Kari: Being a caregiver is one of the hardest things you can experience, and yet it can be rewarding too. Not only does it physically, mentally, and emotionally exhaust you, it isolates you from everybody that you know. Even if you're a husband-and-wife couple, both of you are experiencing different things.
John: How many couples have you seen split up because they grieve differently?
Kari: The majority, and that's a scary truth. It almost happened to my husband and I, and that was my fault for pulling away in my grief, because I didn't realize that he was grieving too, but in a different way. If I had not opened my eyes to the destructiveness of my grief, we would have been another statistic.

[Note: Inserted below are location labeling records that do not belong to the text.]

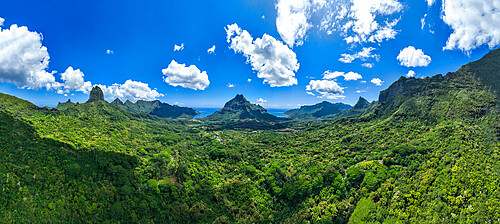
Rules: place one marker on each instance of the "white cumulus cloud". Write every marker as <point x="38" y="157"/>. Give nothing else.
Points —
<point x="24" y="60"/>
<point x="474" y="23"/>
<point x="273" y="60"/>
<point x="410" y="73"/>
<point x="211" y="50"/>
<point x="327" y="88"/>
<point x="349" y="76"/>
<point x="132" y="90"/>
<point x="364" y="54"/>
<point x="363" y="20"/>
<point x="367" y="65"/>
<point x="73" y="81"/>
<point x="411" y="57"/>
<point x="260" y="100"/>
<point x="377" y="81"/>
<point x="188" y="77"/>
<point x="291" y="21"/>
<point x="178" y="48"/>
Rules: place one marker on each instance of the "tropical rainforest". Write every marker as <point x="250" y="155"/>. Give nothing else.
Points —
<point x="426" y="152"/>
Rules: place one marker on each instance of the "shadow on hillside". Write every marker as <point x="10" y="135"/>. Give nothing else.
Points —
<point x="74" y="184"/>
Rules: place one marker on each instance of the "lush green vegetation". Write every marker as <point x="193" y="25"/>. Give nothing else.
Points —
<point x="156" y="108"/>
<point x="427" y="152"/>
<point x="318" y="110"/>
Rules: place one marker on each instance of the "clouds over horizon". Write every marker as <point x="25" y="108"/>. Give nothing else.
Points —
<point x="132" y="90"/>
<point x="24" y="62"/>
<point x="363" y="55"/>
<point x="411" y="57"/>
<point x="274" y="61"/>
<point x="359" y="21"/>
<point x="328" y="87"/>
<point x="479" y="27"/>
<point x="185" y="76"/>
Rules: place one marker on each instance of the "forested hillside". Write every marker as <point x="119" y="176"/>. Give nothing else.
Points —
<point x="426" y="152"/>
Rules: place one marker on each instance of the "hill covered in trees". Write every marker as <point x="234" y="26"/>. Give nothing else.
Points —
<point x="318" y="110"/>
<point x="426" y="152"/>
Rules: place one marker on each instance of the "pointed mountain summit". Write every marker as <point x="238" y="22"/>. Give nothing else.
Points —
<point x="240" y="108"/>
<point x="66" y="105"/>
<point x="96" y="94"/>
<point x="318" y="110"/>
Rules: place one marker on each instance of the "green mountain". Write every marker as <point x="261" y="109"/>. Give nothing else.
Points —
<point x="240" y="108"/>
<point x="96" y="94"/>
<point x="156" y="108"/>
<point x="359" y="108"/>
<point x="469" y="92"/>
<point x="427" y="152"/>
<point x="319" y="110"/>
<point x="65" y="105"/>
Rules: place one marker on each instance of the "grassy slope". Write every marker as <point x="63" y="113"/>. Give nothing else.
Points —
<point x="439" y="150"/>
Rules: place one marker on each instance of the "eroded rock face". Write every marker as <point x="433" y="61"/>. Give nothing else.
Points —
<point x="96" y="94"/>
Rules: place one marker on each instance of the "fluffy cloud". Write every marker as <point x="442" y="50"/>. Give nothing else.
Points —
<point x="410" y="73"/>
<point x="327" y="88"/>
<point x="377" y="81"/>
<point x="363" y="55"/>
<point x="367" y="65"/>
<point x="363" y="21"/>
<point x="350" y="76"/>
<point x="273" y="60"/>
<point x="260" y="100"/>
<point x="188" y="77"/>
<point x="474" y="23"/>
<point x="411" y="57"/>
<point x="132" y="90"/>
<point x="23" y="59"/>
<point x="179" y="48"/>
<point x="292" y="20"/>
<point x="211" y="50"/>
<point x="358" y="20"/>
<point x="73" y="81"/>
<point x="422" y="21"/>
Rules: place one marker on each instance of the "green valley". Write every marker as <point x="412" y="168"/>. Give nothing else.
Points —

John: I’m going to quote this from your book: “Once the shock wore off and I realized my deep-seated feelings of grief were waiting to be released, I shut down.” Were you avoiding grieving?
Kari: I was avoiding it big-time. I shut down because if I cried, I might never stop. I shut down everything and I locked it away because I couldn't go back to that night. And I did that for a little over a year. But I realized that when you lock away all your bad emotions, you lock away the good ones too.
John: You didn't know what you didn't know, right? So God had mercy on you. You found a good counselor that helped you recognize what you were going through.
Kari: The minute my eyes were open to the mess that I was creating, I started to panic. My counselor asked me the last time I cried, and I said, “It’s probably been three years.” He said, “You haven’t cried in three years?” And I said, “I don’t want to, because I’m afraid if I start crying, I’m never going to stop.” And he said, "You need to cry." That’s how I started coming out of it.
I remember having a shouting match with God. I told him, ”I do not understand what you're doing. And I don't like this.” I pictured him with his arm around me saying, "Of course you feel this way. That's why I died for you. That's why I want to be with you. Let's talk about this." I pictured myself climbing into my daddy’s lap and telling him what was wrong. I needed the comfort of Christ.
One thing that I always had said through all of Christopher's disease was that I wanted to be a light for God's kingdom, even in all the darkness that we were experiencing. I always said, "God, just do something great with this." The only way that's going to happen is if I don't stay stuck in my grief and if I use it for something good. You can't do that on your own, you have to allow God to pull you out of it into place where you are healthy and living with your grief at the same time.
John: I love that. Maybe sometime you can come back and talk more about that. It’s been great to have you on today!
Kari: Thank you, it was great to be here.